Тут к ней опрометью подбежал Дэни, и все вновь закрутилось с привычной скоростью.
– Тамара! – выкрикнул он, одновременно сделав прыжок, чтобы схватить ее и оттащить в безопасное место, и выстрелом из карабина свалив араба.
Но прежде араб успел выстрелить, и Дэни опоздал.
Рот Тамары раскрылся, глаза расширились, а в животе что-то взорвалось. Она почувствовала, что ее, словно мощным порывом ветра, откинуло назад. Она начала медленно оседать и наконец повалилась на спину, затем попыталась сесть, но снова рухнула на землю с распростертыми, как у распятой, руками.
Забыв обо всем, Дэни перепрыгнул разделявшие их шесть футов.
Тамара хотела было поднять голову, но тщетно. Тогда она в замешательстве посмотрела на него широко раскрытыми глазами.
– Дэни, – пробормотала она, – что случилось?
– Тебя ранили, дорогая.
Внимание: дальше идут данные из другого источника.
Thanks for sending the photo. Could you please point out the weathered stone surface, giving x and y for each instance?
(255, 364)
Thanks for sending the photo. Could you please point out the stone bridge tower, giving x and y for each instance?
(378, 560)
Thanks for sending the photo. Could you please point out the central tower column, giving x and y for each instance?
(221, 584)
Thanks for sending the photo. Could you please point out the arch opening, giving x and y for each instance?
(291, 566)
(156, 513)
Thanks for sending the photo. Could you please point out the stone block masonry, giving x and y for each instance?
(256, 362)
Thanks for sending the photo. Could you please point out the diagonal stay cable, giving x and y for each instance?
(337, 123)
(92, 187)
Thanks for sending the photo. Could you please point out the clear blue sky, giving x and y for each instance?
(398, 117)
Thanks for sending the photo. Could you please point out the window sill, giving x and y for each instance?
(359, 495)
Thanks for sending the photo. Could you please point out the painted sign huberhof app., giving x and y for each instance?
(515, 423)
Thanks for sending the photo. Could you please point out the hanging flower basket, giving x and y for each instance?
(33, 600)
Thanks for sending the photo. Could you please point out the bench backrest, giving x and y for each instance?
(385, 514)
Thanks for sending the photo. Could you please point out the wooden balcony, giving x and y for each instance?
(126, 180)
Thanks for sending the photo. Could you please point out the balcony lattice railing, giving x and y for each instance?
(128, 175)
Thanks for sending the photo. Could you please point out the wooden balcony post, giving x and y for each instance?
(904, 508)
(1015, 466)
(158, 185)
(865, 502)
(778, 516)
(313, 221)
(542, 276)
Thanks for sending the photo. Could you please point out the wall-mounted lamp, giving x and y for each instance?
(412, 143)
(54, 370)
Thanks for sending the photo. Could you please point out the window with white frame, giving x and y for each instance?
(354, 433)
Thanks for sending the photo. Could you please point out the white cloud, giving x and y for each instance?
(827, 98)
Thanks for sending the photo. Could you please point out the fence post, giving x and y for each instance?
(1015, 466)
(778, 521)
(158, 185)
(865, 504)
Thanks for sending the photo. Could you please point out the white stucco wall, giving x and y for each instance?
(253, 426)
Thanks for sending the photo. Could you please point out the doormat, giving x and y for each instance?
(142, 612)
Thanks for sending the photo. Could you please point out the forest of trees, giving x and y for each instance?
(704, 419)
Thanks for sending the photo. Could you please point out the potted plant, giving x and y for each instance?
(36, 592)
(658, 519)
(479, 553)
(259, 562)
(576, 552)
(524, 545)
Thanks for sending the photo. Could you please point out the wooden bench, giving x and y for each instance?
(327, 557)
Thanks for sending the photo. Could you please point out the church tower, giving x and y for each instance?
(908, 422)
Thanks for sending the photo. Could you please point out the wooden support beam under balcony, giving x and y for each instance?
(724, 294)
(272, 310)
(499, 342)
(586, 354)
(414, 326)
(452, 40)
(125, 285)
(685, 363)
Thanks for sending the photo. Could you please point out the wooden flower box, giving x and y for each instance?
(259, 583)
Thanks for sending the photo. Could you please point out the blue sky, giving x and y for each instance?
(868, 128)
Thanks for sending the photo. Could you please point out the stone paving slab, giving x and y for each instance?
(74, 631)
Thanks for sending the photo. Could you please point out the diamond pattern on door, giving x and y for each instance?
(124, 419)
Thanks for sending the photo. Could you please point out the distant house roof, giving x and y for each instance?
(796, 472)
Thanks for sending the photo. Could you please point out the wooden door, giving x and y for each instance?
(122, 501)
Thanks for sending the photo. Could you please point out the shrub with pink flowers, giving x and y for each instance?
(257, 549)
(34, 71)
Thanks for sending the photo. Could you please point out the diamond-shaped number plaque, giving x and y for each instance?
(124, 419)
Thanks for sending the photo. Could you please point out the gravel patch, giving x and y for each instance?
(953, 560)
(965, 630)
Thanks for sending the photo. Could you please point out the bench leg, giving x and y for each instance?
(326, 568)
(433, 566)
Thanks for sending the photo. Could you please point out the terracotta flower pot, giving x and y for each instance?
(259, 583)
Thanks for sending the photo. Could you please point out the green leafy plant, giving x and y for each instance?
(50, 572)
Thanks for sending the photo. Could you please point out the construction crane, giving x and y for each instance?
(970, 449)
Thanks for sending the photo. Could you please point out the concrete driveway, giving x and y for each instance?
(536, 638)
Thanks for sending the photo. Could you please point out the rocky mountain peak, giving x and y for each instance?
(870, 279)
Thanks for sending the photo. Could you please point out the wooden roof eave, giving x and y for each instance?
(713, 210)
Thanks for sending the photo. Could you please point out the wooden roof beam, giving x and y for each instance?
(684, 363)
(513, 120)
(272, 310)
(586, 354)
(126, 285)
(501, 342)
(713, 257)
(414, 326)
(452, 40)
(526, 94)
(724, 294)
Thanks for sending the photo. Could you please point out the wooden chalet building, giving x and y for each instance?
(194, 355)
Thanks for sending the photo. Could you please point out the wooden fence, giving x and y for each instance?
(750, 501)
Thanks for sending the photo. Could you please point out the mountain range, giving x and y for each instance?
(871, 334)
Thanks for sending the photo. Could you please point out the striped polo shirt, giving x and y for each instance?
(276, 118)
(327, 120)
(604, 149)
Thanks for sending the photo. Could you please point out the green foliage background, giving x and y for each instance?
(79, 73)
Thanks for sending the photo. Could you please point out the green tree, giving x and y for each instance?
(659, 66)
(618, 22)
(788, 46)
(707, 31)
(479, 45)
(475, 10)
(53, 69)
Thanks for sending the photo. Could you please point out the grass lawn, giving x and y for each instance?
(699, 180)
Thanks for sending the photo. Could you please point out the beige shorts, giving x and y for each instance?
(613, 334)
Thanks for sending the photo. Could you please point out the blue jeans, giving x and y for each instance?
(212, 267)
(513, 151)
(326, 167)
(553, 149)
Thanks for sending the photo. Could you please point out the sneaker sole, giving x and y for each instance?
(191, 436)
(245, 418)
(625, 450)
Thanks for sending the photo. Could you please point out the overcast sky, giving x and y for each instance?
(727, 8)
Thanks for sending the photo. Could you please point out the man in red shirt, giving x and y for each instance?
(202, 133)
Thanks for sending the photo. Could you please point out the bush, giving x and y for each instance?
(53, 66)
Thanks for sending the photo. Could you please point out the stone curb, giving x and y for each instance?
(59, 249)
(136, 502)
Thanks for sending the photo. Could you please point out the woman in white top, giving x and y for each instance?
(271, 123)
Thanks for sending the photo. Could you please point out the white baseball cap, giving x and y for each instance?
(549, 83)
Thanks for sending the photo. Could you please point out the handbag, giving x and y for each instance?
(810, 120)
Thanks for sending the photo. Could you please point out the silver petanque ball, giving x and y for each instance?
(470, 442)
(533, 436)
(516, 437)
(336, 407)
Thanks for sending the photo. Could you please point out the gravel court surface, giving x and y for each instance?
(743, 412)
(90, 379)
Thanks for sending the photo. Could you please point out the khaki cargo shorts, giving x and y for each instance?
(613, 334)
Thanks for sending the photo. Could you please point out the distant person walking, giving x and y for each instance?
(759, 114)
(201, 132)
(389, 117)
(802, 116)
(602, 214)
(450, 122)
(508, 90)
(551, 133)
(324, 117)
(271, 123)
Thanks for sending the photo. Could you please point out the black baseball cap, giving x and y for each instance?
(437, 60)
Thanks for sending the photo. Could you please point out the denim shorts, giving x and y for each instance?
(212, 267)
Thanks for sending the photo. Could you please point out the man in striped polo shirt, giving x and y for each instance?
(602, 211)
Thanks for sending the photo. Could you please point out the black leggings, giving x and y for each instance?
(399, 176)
Ш-ш-ш-ш… – Его голос показался ей приглушенным, как будто в ушах у нее была вата.
– Ребенок, – невнятно прошептала Тамара и, подняв руку, с такой силой схватила Дэни за рубашку, что он едва не задохнулся. – Наш ребенок! – На глазах у нее выступили слезы. – Ре-бе-е-е-нок… – Ее рука отпустила воротник и упала. Она замерла.
Стояла безлунная ночь, и это было им на руку – свет луны мог их выдать.
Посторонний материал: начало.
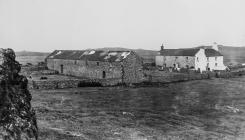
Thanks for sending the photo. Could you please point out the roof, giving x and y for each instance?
(212, 52)
(179, 52)
(90, 55)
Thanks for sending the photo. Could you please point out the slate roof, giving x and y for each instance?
(179, 52)
(212, 52)
(89, 55)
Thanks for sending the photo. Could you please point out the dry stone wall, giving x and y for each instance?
(17, 117)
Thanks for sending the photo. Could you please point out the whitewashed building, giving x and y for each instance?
(194, 58)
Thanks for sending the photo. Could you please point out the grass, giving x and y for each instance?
(188, 110)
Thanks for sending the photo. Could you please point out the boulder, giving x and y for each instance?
(17, 117)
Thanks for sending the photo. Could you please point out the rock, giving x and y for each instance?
(17, 117)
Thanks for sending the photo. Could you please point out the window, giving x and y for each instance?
(86, 63)
(103, 74)
(61, 69)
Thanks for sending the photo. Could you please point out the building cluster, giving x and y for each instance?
(203, 58)
(127, 66)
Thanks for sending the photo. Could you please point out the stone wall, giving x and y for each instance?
(89, 69)
(17, 117)
(72, 83)
(132, 69)
(129, 70)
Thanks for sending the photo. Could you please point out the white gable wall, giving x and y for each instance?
(159, 60)
(201, 60)
(215, 63)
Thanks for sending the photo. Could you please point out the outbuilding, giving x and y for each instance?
(125, 66)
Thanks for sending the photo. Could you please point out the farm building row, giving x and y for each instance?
(125, 66)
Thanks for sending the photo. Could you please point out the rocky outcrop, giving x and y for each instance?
(17, 117)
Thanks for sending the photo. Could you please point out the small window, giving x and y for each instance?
(103, 74)
(86, 63)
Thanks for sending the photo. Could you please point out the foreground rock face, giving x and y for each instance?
(17, 118)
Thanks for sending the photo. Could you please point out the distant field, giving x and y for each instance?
(30, 59)
(195, 110)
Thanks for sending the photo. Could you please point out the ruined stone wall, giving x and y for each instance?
(90, 69)
(17, 117)
(182, 61)
(53, 84)
(72, 83)
(132, 69)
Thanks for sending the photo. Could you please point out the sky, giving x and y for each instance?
(46, 25)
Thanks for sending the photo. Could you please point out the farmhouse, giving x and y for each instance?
(125, 66)
(194, 58)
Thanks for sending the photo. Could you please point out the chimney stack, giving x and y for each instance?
(215, 46)
(162, 47)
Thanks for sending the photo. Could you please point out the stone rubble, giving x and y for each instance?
(17, 117)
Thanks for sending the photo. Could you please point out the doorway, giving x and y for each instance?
(61, 69)
(103, 74)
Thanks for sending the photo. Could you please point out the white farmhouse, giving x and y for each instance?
(214, 60)
(194, 58)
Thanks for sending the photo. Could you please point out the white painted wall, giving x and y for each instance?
(200, 60)
(216, 63)
(159, 60)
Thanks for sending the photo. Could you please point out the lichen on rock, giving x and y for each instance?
(17, 117)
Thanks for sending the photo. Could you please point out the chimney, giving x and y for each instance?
(215, 46)
(162, 47)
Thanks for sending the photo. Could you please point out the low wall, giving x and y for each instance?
(71, 83)
(157, 76)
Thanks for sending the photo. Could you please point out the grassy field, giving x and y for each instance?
(206, 109)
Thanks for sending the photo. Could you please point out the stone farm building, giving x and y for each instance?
(194, 58)
(124, 66)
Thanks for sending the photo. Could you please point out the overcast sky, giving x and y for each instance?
(45, 25)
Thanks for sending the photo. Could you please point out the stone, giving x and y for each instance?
(17, 117)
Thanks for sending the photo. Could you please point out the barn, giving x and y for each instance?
(125, 66)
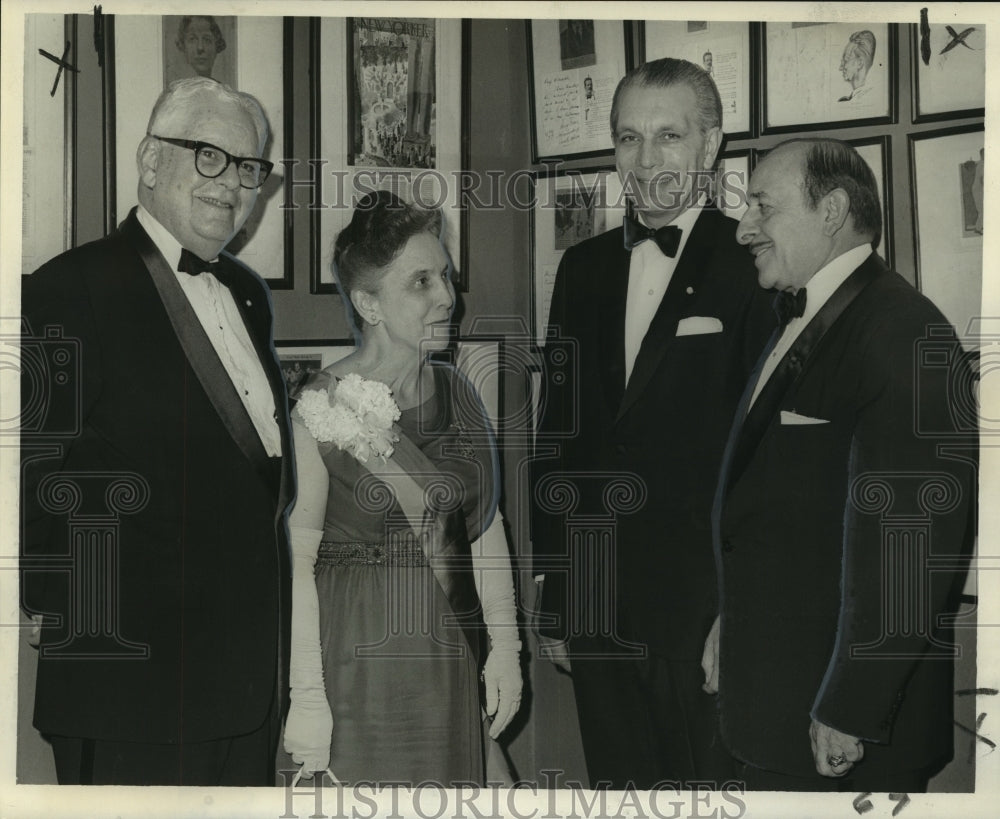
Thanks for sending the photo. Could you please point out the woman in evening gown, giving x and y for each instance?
(402, 570)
Сейчас, когда приближался назначенный час, мужчины начали готовить оружие. Весь день они спали, укрывшись в тени гор, которые впитывали жар солнца и поглощали раскаленный воздух. Потом, когда температура резко упала и стало холодно, они терпеливо прождали почти до самого утра. Над пустыней нависла напряженная, жутковатая тишина.
В оазисе было не так тихо, но тревога ощущалась и там: над головой терлись друг о друга листья финиковых пальм; внизу неспокойно ворочалось во сне стадо коз, да время от времени рычала, принюхиваясь, собака. Три раза под покровом ночи Дэни бесшумно ускользал от своих, чтобы произвести рекогносцировку оазиса; в последний раз, час назад, он незаметно прокрался почти в самый его центр. То, что он там увидел, не обрадовало, но немного успокоило его. На страже стояли трое мужчин; двое спали, а третий беззаботно курил.